The traces of pioneer settlement within the area of the current Nowy Targ square date back to the end of the 12th century. It is assumed that it was connected with the establishment of the “New Town” (1263), which could serve as a competition for the area of the Old Town of Wrocław.
Over the centuries, Nowy Targ was the place where numerous goods were traded. Residential buildings were erected around. Some of them were used by local authorities as town residences. Starting 1534, the square was all covered with cobblestone. In 1732, on commission of the Town Council, a baroque fountain was built in the central point of the square. The fountain represented the figure of Neptune and it was called by the residents Gabeljürgen (George with a fork).

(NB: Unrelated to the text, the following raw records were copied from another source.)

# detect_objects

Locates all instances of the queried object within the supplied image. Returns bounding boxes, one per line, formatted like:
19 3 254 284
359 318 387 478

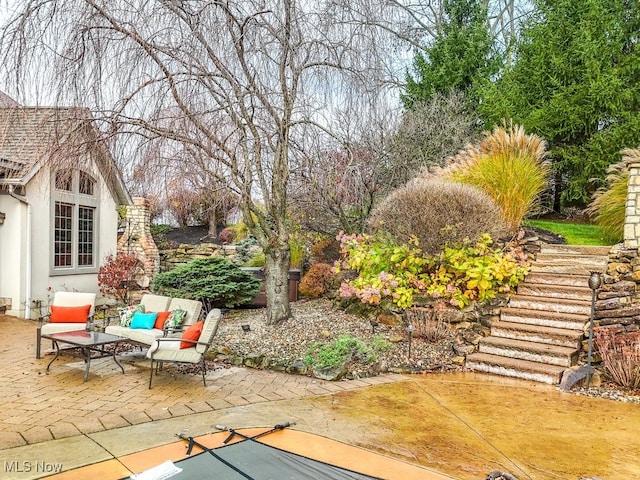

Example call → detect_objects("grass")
524 219 611 246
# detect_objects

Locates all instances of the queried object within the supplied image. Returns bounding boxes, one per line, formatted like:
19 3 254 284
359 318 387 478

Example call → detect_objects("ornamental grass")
436 123 550 233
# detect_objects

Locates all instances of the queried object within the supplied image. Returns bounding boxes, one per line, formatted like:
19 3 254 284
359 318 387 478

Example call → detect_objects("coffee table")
41 330 127 382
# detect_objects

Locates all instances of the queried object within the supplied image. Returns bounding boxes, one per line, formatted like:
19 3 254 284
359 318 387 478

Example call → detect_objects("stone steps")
465 352 567 385
465 244 609 385
491 321 583 349
516 283 592 301
501 307 588 330
507 295 591 316
478 336 579 367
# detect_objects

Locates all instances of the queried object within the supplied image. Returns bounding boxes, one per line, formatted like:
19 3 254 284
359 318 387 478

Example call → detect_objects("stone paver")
0 315 404 450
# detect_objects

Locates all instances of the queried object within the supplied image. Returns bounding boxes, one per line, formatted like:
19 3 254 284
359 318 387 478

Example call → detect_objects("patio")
0 315 400 450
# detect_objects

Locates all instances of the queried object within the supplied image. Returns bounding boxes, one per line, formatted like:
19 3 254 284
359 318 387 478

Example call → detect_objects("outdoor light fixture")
241 324 251 332
369 318 378 334
406 324 415 360
586 271 602 388
0 212 5 225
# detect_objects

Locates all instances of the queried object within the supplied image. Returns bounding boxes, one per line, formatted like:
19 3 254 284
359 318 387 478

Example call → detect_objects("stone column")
624 162 640 250
117 197 160 288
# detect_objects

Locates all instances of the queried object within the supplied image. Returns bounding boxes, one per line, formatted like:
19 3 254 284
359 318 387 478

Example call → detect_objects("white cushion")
52 292 97 316
139 294 171 313
167 298 202 327
146 342 202 363
105 325 164 344
41 323 86 335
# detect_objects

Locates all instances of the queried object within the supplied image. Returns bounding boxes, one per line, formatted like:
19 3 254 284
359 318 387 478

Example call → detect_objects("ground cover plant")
524 219 607 246
304 334 392 370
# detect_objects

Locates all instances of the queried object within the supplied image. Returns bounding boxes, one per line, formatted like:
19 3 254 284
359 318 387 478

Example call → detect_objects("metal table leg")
82 347 91 382
46 341 61 371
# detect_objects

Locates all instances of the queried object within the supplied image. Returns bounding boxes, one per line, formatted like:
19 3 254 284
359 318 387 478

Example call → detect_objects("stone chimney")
117 197 160 288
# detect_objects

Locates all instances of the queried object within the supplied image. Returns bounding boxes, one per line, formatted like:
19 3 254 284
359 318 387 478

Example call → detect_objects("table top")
41 330 127 347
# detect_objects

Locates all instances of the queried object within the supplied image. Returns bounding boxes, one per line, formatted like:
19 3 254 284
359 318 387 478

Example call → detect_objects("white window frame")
50 168 100 275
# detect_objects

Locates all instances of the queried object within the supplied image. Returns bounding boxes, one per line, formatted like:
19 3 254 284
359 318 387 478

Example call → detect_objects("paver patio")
0 315 403 450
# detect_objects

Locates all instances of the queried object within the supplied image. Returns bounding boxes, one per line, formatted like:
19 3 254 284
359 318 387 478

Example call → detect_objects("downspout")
8 185 32 320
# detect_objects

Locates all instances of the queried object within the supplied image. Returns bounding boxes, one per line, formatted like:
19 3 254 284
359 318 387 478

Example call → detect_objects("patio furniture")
147 308 222 389
105 294 203 347
36 291 97 359
41 330 127 382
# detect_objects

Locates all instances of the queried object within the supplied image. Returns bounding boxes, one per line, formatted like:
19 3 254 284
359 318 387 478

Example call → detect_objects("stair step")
501 307 588 330
491 321 583 348
522 273 592 288
508 295 591 315
478 337 579 367
466 352 567 385
517 283 593 301
539 245 611 256
531 255 608 276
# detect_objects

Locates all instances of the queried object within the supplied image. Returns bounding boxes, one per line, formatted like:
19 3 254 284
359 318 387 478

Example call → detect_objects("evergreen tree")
479 0 640 209
402 0 498 109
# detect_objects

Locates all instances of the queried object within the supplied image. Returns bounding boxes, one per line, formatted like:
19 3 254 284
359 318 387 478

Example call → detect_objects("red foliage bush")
98 253 144 304
219 227 236 244
299 263 336 298
594 327 640 389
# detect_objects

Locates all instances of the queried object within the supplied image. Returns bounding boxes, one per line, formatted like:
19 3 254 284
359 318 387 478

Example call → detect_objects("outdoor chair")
36 291 97 358
147 308 222 389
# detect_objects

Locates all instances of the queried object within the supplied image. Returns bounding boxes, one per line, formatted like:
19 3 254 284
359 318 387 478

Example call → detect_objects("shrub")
586 148 639 244
299 263 336 298
152 257 261 311
441 123 550 232
310 237 341 264
405 307 451 342
303 334 392 369
219 226 236 244
369 178 507 255
98 253 144 304
336 232 529 310
150 224 176 250
594 327 640 389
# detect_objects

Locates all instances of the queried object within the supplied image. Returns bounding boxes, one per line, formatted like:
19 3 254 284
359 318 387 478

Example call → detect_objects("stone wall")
595 160 640 333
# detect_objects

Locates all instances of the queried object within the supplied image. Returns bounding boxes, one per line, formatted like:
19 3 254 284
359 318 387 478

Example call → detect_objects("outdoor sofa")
105 294 202 347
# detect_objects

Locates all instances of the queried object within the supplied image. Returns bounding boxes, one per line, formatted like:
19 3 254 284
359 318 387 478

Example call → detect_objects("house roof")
0 106 131 205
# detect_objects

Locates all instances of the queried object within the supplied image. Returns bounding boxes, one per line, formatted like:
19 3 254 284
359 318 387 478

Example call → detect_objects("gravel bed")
213 298 459 377
211 298 640 403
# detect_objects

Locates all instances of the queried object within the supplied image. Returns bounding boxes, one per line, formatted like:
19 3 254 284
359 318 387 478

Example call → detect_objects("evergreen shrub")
152 257 261 311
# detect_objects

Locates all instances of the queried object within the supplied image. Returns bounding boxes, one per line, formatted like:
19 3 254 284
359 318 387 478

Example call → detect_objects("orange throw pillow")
151 311 171 330
180 321 204 349
50 305 92 323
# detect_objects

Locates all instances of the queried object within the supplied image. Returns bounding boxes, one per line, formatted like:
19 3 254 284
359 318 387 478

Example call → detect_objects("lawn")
524 219 611 246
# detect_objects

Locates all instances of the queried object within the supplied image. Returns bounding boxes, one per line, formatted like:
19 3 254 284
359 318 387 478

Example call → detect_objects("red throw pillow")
180 321 204 349
151 311 171 330
50 305 92 323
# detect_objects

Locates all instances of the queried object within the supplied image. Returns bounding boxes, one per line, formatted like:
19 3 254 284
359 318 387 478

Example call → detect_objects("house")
0 98 131 319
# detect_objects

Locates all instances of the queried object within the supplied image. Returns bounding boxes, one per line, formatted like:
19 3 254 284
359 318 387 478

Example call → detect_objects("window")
51 169 99 274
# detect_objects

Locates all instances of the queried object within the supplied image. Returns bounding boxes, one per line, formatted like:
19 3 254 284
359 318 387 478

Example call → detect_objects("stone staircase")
466 245 610 384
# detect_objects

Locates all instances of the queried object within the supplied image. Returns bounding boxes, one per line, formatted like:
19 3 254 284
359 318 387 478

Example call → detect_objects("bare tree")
1 0 400 324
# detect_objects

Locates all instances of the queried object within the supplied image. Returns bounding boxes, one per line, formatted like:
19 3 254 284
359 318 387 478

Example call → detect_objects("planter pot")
241 267 301 306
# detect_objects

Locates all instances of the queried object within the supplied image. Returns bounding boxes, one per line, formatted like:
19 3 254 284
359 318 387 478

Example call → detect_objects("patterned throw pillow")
165 307 187 330
118 304 145 327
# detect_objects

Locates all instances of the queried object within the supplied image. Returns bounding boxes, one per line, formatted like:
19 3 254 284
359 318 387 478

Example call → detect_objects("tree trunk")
264 245 291 325
208 209 217 238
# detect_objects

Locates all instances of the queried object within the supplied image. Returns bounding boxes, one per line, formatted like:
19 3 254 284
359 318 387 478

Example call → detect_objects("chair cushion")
41 323 87 335
180 321 204 349
130 312 158 330
50 305 91 323
118 304 145 327
106 325 164 345
152 311 171 330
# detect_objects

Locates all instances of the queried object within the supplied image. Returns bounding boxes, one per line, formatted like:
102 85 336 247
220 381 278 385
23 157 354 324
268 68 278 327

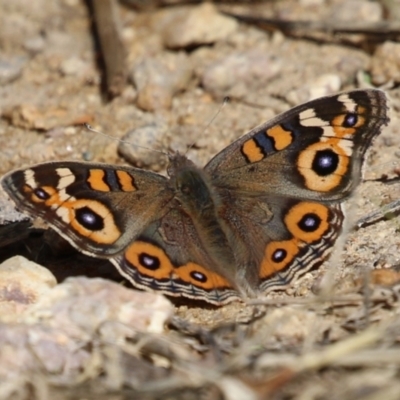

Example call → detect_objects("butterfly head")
166 152 215 213
167 152 195 174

In subsequent centuries, the tenement houses around the square underwent numerous reconstructions. The neo-baroque building of the City Office, erected in 1914-1918 (former seat of the Śląskie Province Supra-Presidium Office) has remained until these days, while the rest of the tenement houses were destructed during the war in 1945.
In 1909, the trading centre was moved from Nowy Targ (New Market) to the nearby Hala Targowa (Covered Market). During World War II, a spacious air-raid shelter was built under the surface of the square. In the post-war period, the Szaber Plac was located at the square. The construction of residential buildings which exist until this day was commenced in 1950s and 1960s.